Он поднялся и тяжело двинулся к двери. Отодвинув засов и открыв дверь, он высунулся в коридор, оценивая положение. Вышел. Орущую женщину он водворил обратно в ее комнату, а мужчину, не слушая энергичных возражений и страшных угроз, скинул с лестницы. Вернувшись в комнату, он запер дверь, сел на прежнее место, и
— А только не нравится мне что-то, — Комод понизил голос. — Сегодня он глава Рядилища, завтра он первый человек в государстве, первее Великого Князя, который и так, впрочем, никогда первым не был. Ну, хорошо. Ничего страшного в этом нет — должен же кто-то быть первым человеком в государстве? Не он, так другой будет. Да. Но. — Комод поднял указательный палец и показал им на что-то, по диагонали вверх. — Тревожно мне что-то. То какого-то мелкого князя казнили по подозрению. То священников потеснили. То запретили возмущаться налогами публично. Но это все ерунда. А главное-то что? Что главное, я тебя, артанская морда, спрашиваю? А? А вот что. — Глаза Комода сверкнули. — Кому мешал мой любимый кабак на Улице Торговцев Краденым? Кому? А? — спросил он грозно и страстно. — Я знаю, что там был вертеп и что там собирались заговорщики. Но зачем же повара-то вешать? Ведь это какой был повар, а? — Комод опять указал пальцем, в этот раз на глиняный сосуд с вином. Это навело его на мысль. Он налил и залпом выпил кружку. — Во всем мире такого не было и нет. Повара такого. И не будет. Какие куропатки в изюме! Какое седло барашка с репой и горошком! Какой медовый пирог — да кому, спрашиваю я, еще что-то нужно в этой жизни, кто попробовал того пирога? Ну, есть, наверное, такие, но они все пресытившиеся свиньи! Заявляю со всей государственной ответственностью! А стерлядь, которая во рту тает! А глендисы! А хоть бы и простецкие хрюмпели! А, бывало, придешь, эта, под вечер… никаких припасов в кабаке нет, все съели. Но скажешь повару, что жрать охота, так он, поверишь ли, из каких-то жалких крох, из остатков презренных, такое сделает со сметаной, что пальчики оближешь! И не один раз! Много раз оближешь! Вот из таких вот крох, — Комод слегка раздвинул большой и указательный пальцы правой руки и показал Номингу-младшему. — Представляешь? Из ничего. Из вообще ничего. Как можно было повесить такого повара? Ну, посади его в тюрьму на многое годы, а выпускай только два, нет, лучше три, раза в неделю и еще по праздникам, чтобы готовил. Ведь нельзя было лишать мир, и меня, такого человека! Одни миндальные пирожные чего стоили!

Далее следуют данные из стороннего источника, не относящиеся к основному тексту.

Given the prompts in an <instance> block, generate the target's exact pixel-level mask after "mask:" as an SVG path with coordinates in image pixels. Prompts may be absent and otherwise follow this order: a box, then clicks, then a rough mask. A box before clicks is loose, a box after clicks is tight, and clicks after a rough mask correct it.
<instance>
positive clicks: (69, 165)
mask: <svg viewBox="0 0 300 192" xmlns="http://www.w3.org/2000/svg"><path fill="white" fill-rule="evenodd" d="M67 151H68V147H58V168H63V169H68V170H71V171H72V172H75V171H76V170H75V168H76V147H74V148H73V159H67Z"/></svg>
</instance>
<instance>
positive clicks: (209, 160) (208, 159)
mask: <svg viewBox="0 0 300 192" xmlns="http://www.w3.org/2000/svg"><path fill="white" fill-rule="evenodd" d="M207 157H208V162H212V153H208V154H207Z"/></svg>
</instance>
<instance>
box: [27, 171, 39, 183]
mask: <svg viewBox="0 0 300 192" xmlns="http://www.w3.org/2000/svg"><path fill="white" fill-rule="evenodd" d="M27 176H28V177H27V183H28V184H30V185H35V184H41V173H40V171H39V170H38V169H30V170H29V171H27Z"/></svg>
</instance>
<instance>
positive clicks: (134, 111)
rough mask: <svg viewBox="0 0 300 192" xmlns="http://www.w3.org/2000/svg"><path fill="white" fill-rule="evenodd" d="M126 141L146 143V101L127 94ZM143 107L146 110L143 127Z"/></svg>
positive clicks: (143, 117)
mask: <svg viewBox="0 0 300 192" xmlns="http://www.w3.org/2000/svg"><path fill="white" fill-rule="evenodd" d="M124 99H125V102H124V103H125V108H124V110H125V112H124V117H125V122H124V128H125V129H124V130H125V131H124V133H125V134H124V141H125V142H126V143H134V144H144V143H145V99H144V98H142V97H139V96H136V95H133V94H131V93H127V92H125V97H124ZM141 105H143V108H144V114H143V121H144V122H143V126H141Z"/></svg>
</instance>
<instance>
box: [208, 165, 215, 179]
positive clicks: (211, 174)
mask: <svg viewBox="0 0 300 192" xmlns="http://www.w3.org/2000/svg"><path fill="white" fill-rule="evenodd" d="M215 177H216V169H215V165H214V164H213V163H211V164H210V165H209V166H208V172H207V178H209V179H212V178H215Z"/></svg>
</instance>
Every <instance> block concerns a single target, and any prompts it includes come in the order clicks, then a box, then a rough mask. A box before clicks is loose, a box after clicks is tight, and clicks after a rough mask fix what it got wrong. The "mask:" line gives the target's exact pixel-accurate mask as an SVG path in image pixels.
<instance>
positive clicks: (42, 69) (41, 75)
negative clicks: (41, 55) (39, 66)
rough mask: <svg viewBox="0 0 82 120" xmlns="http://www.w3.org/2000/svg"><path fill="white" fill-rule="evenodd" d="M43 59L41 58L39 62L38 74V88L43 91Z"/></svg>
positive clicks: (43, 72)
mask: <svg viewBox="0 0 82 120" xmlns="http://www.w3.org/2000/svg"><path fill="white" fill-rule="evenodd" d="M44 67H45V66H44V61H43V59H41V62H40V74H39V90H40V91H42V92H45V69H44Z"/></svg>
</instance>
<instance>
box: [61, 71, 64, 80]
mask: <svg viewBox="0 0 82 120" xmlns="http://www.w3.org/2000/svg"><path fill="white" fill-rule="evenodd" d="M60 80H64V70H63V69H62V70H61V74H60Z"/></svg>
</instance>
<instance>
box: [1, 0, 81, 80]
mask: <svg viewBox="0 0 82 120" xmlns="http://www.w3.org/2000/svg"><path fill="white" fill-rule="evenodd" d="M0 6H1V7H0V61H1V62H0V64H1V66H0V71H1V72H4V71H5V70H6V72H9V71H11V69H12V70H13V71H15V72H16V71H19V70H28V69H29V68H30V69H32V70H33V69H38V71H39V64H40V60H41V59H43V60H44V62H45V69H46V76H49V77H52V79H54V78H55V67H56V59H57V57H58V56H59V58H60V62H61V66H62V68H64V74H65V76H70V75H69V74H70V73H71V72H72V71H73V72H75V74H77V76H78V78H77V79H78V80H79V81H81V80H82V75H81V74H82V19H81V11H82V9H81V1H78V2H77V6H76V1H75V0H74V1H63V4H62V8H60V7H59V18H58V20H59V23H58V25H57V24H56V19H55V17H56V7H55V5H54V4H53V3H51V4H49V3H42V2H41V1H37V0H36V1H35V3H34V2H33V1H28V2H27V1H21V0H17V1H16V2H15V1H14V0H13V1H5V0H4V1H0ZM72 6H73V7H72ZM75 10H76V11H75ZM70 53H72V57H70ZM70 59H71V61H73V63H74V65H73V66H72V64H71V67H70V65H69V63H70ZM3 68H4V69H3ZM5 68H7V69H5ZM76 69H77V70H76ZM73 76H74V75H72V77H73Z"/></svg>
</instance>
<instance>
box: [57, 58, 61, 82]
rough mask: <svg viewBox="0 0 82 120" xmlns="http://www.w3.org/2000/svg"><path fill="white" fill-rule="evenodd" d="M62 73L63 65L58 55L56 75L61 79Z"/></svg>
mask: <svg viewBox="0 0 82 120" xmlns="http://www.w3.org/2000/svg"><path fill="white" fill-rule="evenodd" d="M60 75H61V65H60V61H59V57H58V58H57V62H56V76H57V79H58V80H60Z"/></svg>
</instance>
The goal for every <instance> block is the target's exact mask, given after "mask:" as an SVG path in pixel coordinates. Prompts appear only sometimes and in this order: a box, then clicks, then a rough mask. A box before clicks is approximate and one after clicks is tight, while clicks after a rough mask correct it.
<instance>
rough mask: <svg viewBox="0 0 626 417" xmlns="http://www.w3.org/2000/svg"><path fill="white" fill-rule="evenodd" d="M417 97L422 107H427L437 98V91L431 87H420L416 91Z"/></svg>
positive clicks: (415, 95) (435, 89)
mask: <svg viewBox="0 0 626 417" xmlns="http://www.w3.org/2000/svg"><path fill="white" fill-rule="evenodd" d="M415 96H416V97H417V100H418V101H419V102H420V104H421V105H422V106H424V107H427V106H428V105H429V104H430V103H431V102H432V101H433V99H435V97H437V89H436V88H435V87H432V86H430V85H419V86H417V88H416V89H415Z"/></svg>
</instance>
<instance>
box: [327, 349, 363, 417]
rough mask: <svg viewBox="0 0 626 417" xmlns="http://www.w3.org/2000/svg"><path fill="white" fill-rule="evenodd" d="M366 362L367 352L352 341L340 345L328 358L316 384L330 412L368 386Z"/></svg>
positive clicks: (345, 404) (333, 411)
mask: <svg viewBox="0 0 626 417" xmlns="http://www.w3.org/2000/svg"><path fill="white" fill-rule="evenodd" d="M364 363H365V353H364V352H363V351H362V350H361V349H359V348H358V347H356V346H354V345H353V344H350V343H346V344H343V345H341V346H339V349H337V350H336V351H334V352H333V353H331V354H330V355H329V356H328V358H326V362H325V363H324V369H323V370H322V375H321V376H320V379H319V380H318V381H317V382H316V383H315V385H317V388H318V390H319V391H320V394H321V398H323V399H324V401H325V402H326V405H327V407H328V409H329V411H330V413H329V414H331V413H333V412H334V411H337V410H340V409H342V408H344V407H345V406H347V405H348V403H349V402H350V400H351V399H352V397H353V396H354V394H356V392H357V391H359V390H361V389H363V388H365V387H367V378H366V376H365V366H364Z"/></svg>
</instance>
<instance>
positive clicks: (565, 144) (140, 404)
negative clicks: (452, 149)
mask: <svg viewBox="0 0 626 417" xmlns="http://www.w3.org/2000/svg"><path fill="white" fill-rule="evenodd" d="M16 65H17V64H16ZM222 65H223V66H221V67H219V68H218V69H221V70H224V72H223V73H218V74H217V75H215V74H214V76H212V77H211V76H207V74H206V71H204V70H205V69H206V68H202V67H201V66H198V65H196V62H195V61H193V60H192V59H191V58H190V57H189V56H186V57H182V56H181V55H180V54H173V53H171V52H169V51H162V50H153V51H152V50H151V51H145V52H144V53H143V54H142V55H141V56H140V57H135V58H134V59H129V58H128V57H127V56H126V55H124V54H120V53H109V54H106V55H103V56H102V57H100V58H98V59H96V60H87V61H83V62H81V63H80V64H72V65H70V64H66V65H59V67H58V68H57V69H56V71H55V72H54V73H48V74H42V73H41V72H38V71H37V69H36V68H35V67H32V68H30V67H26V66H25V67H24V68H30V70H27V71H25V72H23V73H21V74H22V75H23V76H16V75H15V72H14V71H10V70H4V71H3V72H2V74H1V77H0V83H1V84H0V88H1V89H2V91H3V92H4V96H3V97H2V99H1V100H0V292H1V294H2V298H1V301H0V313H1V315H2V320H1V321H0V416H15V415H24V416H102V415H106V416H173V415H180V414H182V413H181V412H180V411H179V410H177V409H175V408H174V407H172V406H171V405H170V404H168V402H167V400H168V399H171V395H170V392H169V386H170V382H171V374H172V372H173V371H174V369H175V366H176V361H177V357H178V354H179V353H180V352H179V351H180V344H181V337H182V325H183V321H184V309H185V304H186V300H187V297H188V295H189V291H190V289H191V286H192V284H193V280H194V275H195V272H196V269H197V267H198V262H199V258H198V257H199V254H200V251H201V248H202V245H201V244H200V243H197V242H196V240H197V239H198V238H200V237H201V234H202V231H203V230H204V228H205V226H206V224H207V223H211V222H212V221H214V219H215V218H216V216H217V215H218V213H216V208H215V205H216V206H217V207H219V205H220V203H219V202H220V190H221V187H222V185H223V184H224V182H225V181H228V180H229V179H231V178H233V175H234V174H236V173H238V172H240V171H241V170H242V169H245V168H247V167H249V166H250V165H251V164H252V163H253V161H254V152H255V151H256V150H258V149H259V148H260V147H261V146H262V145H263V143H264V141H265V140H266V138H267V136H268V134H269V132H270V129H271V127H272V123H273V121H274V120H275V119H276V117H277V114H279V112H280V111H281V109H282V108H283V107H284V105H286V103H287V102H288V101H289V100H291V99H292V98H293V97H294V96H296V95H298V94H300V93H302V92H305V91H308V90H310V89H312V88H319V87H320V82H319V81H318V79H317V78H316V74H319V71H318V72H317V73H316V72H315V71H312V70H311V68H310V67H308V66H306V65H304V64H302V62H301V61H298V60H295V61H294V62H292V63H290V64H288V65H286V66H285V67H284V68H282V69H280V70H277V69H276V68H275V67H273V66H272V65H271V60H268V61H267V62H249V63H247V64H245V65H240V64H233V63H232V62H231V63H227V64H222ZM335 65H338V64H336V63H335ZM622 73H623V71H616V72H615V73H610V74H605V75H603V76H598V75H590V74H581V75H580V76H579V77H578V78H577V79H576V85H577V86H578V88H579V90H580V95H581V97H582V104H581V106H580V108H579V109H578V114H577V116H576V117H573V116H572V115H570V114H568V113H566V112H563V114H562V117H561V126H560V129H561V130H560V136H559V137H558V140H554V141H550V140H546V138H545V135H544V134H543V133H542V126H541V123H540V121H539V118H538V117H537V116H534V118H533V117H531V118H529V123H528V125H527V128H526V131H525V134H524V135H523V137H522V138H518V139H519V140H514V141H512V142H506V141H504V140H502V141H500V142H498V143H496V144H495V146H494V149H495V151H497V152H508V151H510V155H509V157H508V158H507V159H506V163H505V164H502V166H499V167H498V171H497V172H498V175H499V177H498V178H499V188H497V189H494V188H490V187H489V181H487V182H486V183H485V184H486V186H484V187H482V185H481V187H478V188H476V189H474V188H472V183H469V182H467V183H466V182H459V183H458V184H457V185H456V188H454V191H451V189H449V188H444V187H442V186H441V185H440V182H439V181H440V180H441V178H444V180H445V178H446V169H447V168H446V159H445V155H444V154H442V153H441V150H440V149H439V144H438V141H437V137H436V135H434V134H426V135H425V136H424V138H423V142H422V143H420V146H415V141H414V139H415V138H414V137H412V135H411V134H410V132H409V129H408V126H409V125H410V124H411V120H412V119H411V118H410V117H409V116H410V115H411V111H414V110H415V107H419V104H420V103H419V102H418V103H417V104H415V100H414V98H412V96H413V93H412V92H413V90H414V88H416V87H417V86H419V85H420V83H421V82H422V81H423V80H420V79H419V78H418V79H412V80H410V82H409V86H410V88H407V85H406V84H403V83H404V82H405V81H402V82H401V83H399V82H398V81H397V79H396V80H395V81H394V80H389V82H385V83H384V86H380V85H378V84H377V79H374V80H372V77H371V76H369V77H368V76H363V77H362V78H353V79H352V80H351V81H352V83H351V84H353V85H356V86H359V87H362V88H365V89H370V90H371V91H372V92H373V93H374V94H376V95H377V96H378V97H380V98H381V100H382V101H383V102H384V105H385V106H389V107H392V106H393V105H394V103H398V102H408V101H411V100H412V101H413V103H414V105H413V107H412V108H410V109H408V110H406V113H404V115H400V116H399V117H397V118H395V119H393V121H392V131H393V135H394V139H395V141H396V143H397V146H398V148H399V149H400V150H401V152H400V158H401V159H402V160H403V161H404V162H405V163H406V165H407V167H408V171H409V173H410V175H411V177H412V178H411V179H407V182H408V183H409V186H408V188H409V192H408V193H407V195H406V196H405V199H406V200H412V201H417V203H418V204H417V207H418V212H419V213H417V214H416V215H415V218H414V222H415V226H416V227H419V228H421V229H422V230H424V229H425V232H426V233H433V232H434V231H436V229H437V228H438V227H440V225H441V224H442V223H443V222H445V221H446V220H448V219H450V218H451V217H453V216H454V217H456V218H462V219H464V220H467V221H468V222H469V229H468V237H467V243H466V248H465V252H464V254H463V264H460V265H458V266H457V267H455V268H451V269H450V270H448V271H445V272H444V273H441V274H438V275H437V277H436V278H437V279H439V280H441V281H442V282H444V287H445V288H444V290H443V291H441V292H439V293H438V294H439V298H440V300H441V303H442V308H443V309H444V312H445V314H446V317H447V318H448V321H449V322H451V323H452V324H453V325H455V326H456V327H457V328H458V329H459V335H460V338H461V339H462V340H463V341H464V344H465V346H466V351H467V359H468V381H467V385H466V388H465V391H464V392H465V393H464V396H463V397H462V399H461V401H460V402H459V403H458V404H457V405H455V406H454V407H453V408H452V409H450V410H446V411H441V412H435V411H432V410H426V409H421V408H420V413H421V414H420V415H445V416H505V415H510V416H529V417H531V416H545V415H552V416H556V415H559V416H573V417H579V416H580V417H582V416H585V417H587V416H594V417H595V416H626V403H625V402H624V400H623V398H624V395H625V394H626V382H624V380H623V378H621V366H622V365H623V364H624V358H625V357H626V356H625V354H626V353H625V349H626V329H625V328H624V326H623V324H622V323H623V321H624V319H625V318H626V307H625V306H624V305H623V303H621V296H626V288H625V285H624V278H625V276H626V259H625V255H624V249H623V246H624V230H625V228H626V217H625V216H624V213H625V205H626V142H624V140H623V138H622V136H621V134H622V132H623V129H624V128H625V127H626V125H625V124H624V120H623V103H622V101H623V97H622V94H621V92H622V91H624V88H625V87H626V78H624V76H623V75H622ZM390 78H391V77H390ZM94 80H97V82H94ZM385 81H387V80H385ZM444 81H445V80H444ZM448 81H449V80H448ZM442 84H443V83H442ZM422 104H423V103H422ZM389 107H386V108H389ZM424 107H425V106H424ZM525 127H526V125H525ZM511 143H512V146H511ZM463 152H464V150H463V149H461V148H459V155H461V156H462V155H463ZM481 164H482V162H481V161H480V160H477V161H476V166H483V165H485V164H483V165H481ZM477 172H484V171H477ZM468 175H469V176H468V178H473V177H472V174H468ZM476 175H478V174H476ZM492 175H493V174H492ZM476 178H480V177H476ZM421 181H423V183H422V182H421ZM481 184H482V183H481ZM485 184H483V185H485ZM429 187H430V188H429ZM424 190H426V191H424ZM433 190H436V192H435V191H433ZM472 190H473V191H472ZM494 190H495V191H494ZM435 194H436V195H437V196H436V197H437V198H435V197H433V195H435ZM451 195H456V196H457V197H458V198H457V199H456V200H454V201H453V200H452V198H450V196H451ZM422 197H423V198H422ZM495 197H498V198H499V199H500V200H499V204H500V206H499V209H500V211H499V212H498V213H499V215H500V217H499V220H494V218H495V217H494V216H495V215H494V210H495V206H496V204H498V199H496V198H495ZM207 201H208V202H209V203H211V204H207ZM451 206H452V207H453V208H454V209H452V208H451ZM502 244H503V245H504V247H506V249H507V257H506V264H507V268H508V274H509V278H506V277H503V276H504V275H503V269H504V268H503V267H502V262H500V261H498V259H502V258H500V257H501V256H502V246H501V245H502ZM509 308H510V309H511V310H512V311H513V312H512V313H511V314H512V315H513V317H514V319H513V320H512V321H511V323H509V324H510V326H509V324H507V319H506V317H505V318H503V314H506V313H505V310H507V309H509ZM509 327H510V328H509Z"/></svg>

В первый раз за все путешествие у мальчишки на лице появилось осмысленное выражение — он удивленно поднял брови. Но Комод не заметил — он плакал, плакал искренне, обильно роняя крупные слезы в компот и утираясь тыльной стороной жирного запястья.
Комод ошибался, думая, что Номинг-младший ничего не понимает. Мальчишка понимал почти все, а что не понимал, запоминал дословно. И — молчал.
Язык Ниверии был его родным языком.
На подъезде к столице резко похолодало, и в предместье сыпануло снегом. Топот копыт стал менее отчетлив. Вокруг побелело и мир стал чист и гармоничен. Номинг-младший видел до этого снег только раз в жизни. Не удержавшись, он прилип к окну. Комод раздвинул створки под передней скамьей. Там была миниатюрная печь. Он тут же растопил ее несколькими поленьями, помещавшимися рядом. Это тоже было интересно, но менее интересно, чем снег. А потом были чугунные городские ворота с развевающимся над ними ненавистным всем артанцам ниверийским флагом — на бело-голубом фоне белый круг, а в кругу миролюбиво настроенная пантера.
Дальше началось совершенно удивительное.
Каменные дома в Артании встречались редко и принадлежали князьям, жрецам, и их лучшим друзьям. В Артании они казались Номингу-младшему огромными. Здесь же все дома были из камня, и были несказанно, сказочно большими. Три этажа. Четыре этажа. Комод что-то спросил, неразборчивое.
Потом была река с каменными, гладкими берегами, и мост через реку. Номингу-младшему хотелось попросить, чтобы Комод остановил карету. Хотелось выйти и побежать, сначала вперед, потом назад, вдоль всего моста, а потом сойти с моста и рассмотреть его сбоку.